He was executed in 2001. That blood-letting continued when, in June, 2015, Dylann Roof murdered nine people during a prayer service in South Carolina. White supremacists have their equivalents in other cultures. Abu Hamza, the infamous Finsbury Park imam, who preached militant Islamism, was jailed for inciting violence and racial hatred. He was extradited to the US, where he is in jail without the possibility of parole.

These are the tip of the hate iceberg, and it is easy to deal with them. It is far more difficult to deal with those who use societies’ commitment to protecting the right of free speech to undermine those societies. Tarrant’s compatriots may have shown the way. Australia’s government has cancelled a visa of far-right agitator Milo Yiannopoulos. His comments about Islam in the wake of Christchurch were “appalling and foment hatred and division”, said the government and immediately banned him.
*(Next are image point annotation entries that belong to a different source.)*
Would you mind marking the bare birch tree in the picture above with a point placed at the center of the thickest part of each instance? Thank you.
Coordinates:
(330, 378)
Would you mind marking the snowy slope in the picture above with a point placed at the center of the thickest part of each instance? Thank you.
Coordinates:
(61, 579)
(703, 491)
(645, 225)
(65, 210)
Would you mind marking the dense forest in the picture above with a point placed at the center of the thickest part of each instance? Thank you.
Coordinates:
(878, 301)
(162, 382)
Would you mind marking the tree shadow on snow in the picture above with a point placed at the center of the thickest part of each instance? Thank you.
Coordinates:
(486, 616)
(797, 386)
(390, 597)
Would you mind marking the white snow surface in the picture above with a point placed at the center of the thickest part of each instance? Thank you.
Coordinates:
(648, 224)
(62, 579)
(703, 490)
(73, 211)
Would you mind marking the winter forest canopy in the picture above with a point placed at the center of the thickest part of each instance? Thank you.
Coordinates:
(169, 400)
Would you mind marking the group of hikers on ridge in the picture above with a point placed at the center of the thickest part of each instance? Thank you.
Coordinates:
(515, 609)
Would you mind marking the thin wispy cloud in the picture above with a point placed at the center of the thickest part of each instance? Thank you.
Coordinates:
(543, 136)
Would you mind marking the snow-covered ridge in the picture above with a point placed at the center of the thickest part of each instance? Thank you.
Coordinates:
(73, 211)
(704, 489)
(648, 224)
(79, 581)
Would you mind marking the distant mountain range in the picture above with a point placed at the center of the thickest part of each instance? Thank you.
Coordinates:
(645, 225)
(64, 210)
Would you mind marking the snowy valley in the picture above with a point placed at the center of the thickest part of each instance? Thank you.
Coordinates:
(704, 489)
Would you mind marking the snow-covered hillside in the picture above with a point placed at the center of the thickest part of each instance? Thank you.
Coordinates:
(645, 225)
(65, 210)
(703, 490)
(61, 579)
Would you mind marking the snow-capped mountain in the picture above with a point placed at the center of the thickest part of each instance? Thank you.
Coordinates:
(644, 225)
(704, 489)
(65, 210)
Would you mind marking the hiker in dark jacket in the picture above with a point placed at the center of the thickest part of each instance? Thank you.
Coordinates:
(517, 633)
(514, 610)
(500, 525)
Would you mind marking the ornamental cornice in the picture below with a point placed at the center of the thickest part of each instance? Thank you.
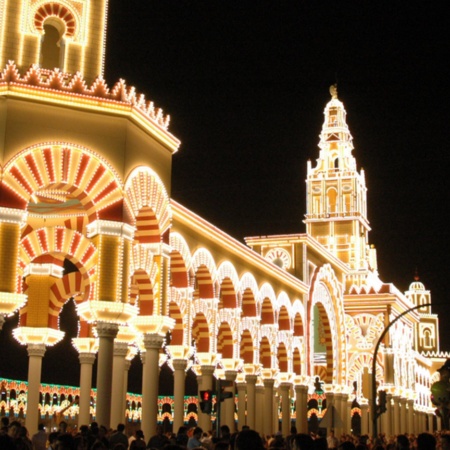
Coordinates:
(36, 350)
(55, 86)
(107, 329)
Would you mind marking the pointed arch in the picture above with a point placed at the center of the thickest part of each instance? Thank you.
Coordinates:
(326, 295)
(63, 172)
(59, 240)
(149, 204)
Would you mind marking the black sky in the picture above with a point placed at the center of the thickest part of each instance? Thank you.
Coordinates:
(246, 82)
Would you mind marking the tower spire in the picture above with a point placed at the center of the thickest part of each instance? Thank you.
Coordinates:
(337, 195)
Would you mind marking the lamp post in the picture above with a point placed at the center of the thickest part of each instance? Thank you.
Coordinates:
(373, 411)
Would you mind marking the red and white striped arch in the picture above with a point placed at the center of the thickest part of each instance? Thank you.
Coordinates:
(70, 285)
(326, 294)
(60, 10)
(248, 290)
(229, 281)
(204, 267)
(180, 261)
(59, 240)
(61, 169)
(149, 204)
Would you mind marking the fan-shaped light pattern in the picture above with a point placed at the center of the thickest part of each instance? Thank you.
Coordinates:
(283, 319)
(246, 347)
(225, 341)
(67, 170)
(68, 286)
(178, 329)
(321, 372)
(282, 358)
(298, 325)
(363, 360)
(178, 270)
(227, 297)
(265, 354)
(78, 249)
(58, 10)
(248, 303)
(142, 280)
(327, 341)
(200, 332)
(296, 361)
(203, 283)
(267, 312)
(148, 201)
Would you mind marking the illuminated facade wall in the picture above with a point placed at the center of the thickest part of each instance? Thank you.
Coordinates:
(86, 214)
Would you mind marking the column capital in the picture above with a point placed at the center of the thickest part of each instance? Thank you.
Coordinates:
(36, 350)
(231, 375)
(86, 358)
(153, 341)
(302, 388)
(120, 348)
(179, 364)
(268, 382)
(107, 329)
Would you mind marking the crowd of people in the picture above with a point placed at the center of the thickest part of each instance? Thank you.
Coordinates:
(15, 436)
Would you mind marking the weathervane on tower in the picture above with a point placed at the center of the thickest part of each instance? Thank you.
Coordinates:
(333, 90)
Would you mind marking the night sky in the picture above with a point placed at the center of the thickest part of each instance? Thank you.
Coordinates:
(246, 83)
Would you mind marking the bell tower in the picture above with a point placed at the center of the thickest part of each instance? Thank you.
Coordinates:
(337, 195)
(66, 34)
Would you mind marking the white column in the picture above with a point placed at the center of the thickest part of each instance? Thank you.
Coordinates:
(364, 418)
(396, 414)
(179, 366)
(251, 400)
(150, 383)
(411, 417)
(241, 388)
(259, 418)
(230, 403)
(35, 354)
(268, 406)
(403, 414)
(301, 408)
(284, 389)
(86, 364)
(118, 381)
(106, 333)
(204, 420)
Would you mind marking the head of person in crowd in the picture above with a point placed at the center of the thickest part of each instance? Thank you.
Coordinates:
(248, 440)
(303, 441)
(402, 442)
(426, 441)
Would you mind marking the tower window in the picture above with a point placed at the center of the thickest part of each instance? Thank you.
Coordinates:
(52, 47)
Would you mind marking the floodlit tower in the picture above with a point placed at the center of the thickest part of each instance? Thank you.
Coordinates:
(337, 195)
(426, 334)
(65, 34)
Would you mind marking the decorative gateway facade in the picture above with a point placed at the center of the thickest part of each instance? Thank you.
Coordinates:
(86, 215)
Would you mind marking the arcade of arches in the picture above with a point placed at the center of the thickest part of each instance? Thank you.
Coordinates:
(86, 216)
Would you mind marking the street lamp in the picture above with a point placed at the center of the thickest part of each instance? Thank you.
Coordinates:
(373, 410)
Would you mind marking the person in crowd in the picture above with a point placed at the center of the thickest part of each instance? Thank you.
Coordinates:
(194, 441)
(248, 440)
(139, 442)
(118, 437)
(426, 441)
(302, 441)
(39, 439)
(332, 441)
(159, 440)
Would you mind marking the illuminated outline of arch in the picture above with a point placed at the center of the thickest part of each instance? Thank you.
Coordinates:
(44, 10)
(65, 167)
(144, 188)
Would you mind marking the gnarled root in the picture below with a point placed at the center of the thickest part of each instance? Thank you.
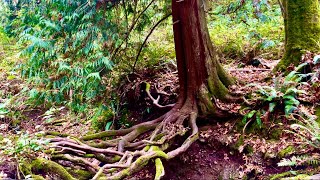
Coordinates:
(132, 148)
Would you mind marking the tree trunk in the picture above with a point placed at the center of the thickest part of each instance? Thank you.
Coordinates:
(202, 80)
(302, 30)
(201, 76)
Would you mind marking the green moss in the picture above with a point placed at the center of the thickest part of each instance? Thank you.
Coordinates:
(41, 164)
(37, 177)
(159, 169)
(275, 134)
(239, 143)
(285, 152)
(80, 174)
(318, 114)
(279, 176)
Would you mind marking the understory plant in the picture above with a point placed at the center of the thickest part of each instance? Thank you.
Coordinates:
(281, 98)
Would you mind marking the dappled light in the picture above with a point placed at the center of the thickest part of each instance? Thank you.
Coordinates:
(166, 89)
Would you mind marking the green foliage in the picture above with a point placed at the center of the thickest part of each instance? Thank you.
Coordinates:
(300, 161)
(238, 27)
(22, 145)
(280, 98)
(103, 118)
(72, 46)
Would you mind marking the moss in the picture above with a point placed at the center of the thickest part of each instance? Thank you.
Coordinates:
(279, 176)
(80, 174)
(41, 164)
(54, 133)
(239, 143)
(318, 114)
(275, 134)
(159, 169)
(37, 177)
(285, 152)
(289, 175)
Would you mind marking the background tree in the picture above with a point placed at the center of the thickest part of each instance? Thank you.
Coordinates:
(202, 80)
(302, 30)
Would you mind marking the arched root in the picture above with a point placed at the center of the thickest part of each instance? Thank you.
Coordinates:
(152, 146)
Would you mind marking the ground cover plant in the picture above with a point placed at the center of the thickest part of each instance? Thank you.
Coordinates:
(144, 89)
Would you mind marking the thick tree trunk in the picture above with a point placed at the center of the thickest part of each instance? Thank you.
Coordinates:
(302, 30)
(202, 80)
(201, 76)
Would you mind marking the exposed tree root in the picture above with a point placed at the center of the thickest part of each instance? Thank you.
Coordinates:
(134, 146)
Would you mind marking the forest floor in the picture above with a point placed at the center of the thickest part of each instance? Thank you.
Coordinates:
(225, 150)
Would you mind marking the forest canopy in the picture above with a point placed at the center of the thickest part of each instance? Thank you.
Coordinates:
(159, 89)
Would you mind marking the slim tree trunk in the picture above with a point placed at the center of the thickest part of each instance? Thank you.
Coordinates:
(302, 30)
(202, 80)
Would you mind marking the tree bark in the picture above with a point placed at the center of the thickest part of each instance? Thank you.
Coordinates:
(202, 80)
(201, 76)
(302, 30)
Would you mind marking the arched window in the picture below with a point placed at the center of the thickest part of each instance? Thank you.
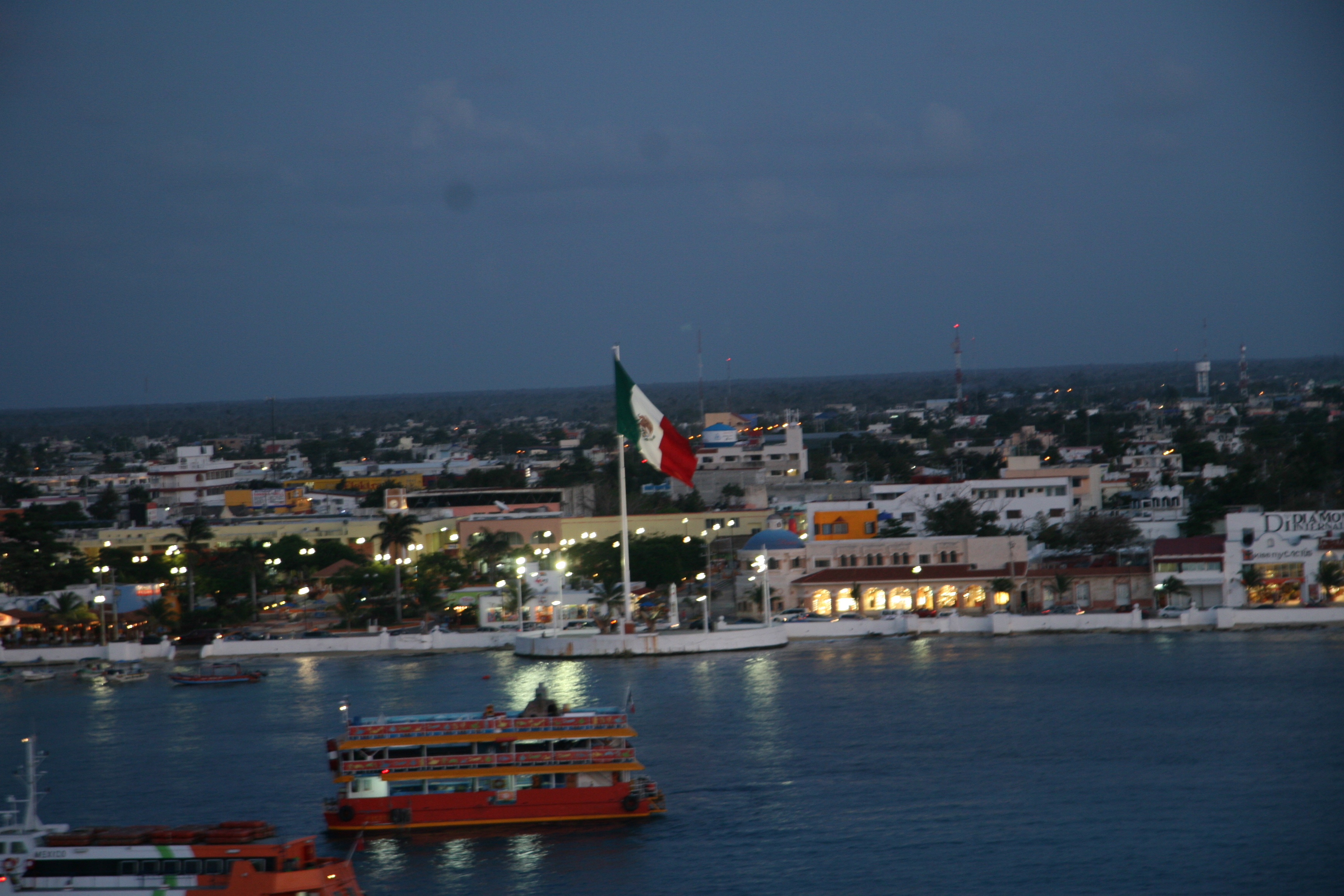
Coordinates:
(822, 602)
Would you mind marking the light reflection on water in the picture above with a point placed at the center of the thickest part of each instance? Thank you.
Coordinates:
(1054, 764)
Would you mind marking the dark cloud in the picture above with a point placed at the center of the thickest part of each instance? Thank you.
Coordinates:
(170, 179)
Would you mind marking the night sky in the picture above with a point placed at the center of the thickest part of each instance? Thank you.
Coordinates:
(248, 199)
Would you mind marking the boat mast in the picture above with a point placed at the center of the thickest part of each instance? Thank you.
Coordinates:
(29, 777)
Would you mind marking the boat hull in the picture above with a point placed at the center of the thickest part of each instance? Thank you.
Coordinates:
(214, 680)
(487, 808)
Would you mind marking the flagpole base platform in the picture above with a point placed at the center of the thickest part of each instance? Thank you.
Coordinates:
(646, 644)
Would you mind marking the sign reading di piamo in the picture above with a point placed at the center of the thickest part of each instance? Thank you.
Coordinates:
(1306, 522)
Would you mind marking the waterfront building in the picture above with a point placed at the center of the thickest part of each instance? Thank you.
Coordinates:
(1198, 562)
(1276, 558)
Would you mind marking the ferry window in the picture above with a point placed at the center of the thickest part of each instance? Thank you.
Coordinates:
(450, 750)
(451, 786)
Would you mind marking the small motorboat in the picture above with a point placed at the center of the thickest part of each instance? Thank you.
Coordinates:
(93, 669)
(120, 675)
(222, 674)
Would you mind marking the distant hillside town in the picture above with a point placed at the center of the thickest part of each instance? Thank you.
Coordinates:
(1207, 492)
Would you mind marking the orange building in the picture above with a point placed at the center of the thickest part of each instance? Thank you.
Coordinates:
(845, 524)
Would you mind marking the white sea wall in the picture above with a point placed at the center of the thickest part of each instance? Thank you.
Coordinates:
(1277, 617)
(662, 642)
(361, 644)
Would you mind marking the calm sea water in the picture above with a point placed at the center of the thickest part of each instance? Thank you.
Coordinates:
(1166, 764)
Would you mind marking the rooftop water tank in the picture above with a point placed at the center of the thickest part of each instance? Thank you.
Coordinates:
(718, 436)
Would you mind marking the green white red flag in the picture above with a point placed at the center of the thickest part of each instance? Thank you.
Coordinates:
(643, 425)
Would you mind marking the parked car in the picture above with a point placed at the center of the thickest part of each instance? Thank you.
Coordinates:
(202, 637)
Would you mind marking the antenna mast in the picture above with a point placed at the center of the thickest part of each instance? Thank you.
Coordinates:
(699, 367)
(1244, 378)
(956, 356)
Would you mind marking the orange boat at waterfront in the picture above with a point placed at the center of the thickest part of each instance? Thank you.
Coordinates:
(541, 765)
(195, 860)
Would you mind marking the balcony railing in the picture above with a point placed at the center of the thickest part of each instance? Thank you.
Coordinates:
(490, 761)
(498, 725)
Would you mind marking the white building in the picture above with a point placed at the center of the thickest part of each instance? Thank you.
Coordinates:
(1284, 553)
(195, 479)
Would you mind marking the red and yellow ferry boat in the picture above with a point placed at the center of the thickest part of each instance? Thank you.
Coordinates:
(541, 765)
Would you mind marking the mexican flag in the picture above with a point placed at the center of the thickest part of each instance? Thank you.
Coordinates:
(644, 425)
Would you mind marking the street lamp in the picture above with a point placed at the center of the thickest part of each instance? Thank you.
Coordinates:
(763, 566)
(103, 620)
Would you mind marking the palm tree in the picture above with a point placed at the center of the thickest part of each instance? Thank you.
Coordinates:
(195, 535)
(1330, 575)
(70, 612)
(1061, 586)
(350, 608)
(160, 614)
(490, 547)
(1174, 586)
(607, 596)
(252, 557)
(398, 530)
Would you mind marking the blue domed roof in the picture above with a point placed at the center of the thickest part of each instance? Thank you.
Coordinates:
(773, 540)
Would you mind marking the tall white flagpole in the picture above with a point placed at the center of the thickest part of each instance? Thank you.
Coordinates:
(626, 518)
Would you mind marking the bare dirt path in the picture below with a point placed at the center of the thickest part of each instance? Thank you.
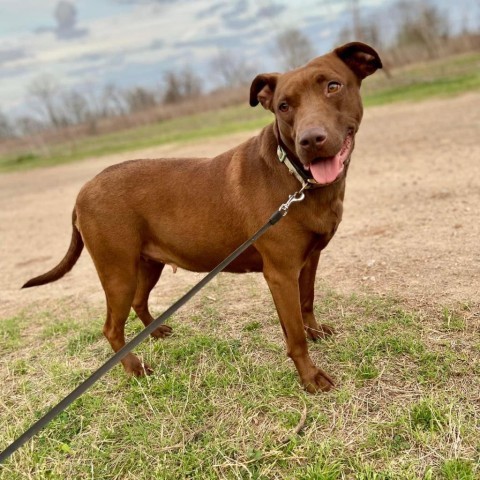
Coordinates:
(411, 225)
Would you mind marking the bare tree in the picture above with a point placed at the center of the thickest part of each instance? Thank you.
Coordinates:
(140, 98)
(6, 128)
(112, 101)
(76, 107)
(44, 91)
(179, 86)
(293, 48)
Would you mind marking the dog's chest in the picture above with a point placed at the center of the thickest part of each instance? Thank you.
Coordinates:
(324, 218)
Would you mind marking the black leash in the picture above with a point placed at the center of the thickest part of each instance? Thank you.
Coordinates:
(111, 362)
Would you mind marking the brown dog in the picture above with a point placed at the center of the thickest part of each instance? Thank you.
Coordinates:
(138, 216)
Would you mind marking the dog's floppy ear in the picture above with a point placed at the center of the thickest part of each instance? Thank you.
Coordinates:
(362, 59)
(262, 89)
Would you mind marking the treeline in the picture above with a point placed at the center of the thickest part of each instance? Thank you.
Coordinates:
(421, 32)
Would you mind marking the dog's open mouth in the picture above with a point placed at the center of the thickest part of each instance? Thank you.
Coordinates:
(325, 170)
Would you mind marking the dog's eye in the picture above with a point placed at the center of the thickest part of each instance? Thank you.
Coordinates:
(333, 87)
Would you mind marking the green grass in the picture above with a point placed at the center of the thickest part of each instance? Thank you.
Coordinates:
(445, 77)
(224, 400)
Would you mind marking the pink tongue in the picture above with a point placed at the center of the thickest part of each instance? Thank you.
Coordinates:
(327, 170)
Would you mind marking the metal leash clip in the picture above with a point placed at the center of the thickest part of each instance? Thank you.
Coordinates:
(295, 197)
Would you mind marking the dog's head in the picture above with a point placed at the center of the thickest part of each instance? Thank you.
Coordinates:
(318, 108)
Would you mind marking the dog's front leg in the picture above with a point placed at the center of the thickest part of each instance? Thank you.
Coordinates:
(314, 330)
(286, 294)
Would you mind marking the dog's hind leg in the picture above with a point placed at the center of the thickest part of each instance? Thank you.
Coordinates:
(314, 330)
(120, 285)
(148, 274)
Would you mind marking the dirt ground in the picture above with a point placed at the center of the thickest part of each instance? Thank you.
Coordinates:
(411, 225)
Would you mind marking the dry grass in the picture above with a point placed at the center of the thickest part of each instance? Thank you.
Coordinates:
(224, 402)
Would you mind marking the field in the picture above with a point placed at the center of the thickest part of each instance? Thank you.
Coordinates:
(444, 77)
(400, 283)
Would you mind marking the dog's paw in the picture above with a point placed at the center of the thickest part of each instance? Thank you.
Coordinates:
(320, 382)
(320, 332)
(162, 331)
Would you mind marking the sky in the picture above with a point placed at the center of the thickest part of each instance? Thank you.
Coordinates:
(86, 44)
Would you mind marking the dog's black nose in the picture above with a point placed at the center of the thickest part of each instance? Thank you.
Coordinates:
(312, 138)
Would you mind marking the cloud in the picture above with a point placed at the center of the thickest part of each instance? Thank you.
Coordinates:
(271, 10)
(12, 54)
(65, 14)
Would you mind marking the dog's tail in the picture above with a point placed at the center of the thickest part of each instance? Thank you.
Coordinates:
(66, 264)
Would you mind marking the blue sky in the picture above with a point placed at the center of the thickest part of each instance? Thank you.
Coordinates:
(86, 44)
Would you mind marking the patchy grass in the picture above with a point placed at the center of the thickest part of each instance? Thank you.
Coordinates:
(224, 401)
(448, 76)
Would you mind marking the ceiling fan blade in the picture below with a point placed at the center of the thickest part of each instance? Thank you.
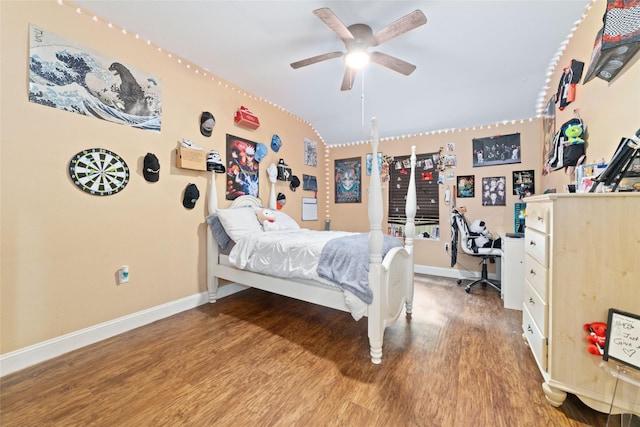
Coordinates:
(331, 20)
(315, 59)
(401, 26)
(392, 63)
(347, 80)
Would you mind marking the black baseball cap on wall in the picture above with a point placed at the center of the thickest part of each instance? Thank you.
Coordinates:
(151, 169)
(207, 122)
(191, 195)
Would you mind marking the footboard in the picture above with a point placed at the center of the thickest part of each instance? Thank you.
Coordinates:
(396, 284)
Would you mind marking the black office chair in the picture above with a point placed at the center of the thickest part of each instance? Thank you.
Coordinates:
(461, 229)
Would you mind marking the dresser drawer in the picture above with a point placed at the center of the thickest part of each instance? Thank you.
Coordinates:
(537, 246)
(538, 309)
(536, 275)
(537, 342)
(538, 217)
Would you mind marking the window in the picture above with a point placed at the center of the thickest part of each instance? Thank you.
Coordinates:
(427, 193)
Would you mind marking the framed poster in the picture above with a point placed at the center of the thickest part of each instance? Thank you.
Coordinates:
(68, 76)
(493, 191)
(348, 180)
(242, 170)
(524, 183)
(623, 338)
(309, 183)
(310, 152)
(466, 186)
(496, 150)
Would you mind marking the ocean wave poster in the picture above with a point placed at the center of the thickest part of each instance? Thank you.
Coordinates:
(70, 77)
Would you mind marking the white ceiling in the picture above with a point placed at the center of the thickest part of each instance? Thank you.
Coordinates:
(478, 62)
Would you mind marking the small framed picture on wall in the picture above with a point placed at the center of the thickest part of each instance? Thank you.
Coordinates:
(348, 180)
(524, 183)
(493, 191)
(466, 186)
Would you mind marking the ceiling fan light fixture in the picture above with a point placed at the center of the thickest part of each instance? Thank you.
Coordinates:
(357, 59)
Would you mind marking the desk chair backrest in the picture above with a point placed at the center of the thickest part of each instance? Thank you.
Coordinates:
(459, 222)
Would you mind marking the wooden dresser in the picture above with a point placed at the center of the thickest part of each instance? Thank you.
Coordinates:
(582, 257)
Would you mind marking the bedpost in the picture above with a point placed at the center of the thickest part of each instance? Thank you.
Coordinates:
(272, 196)
(212, 245)
(376, 238)
(410, 227)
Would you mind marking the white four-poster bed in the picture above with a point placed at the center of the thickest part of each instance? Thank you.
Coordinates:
(390, 278)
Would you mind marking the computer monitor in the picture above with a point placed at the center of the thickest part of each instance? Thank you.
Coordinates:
(622, 159)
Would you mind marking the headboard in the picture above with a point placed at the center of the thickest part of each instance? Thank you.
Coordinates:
(243, 201)
(212, 202)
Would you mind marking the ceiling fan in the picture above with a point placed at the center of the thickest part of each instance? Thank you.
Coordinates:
(358, 38)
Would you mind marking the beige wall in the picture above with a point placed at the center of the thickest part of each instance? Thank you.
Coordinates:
(61, 247)
(609, 110)
(429, 252)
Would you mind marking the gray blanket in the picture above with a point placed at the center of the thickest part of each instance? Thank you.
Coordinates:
(345, 262)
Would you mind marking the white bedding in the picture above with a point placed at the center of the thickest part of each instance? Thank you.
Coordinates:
(292, 254)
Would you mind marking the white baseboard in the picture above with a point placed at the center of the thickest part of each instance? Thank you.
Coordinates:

That was a direct, justified rejection of hate speech. The far more difficult question is how to deal with the likes of Stephen Yaxley-Lennon, aka Tommy Robinson. The same question must apply to elements of Nigel Farage’s Brexit ‘march’. Many marchers may be sincere, but to imagine that racism is absent is to be so naive as to believe that St Patrick drove all the snakes from Ireland.

The goalposts have moved on this issue, principally because of unfettered online poisoning, so it is time for a new attitude, a new, intolerant assertiveness in the face of intolerance. Gloves off.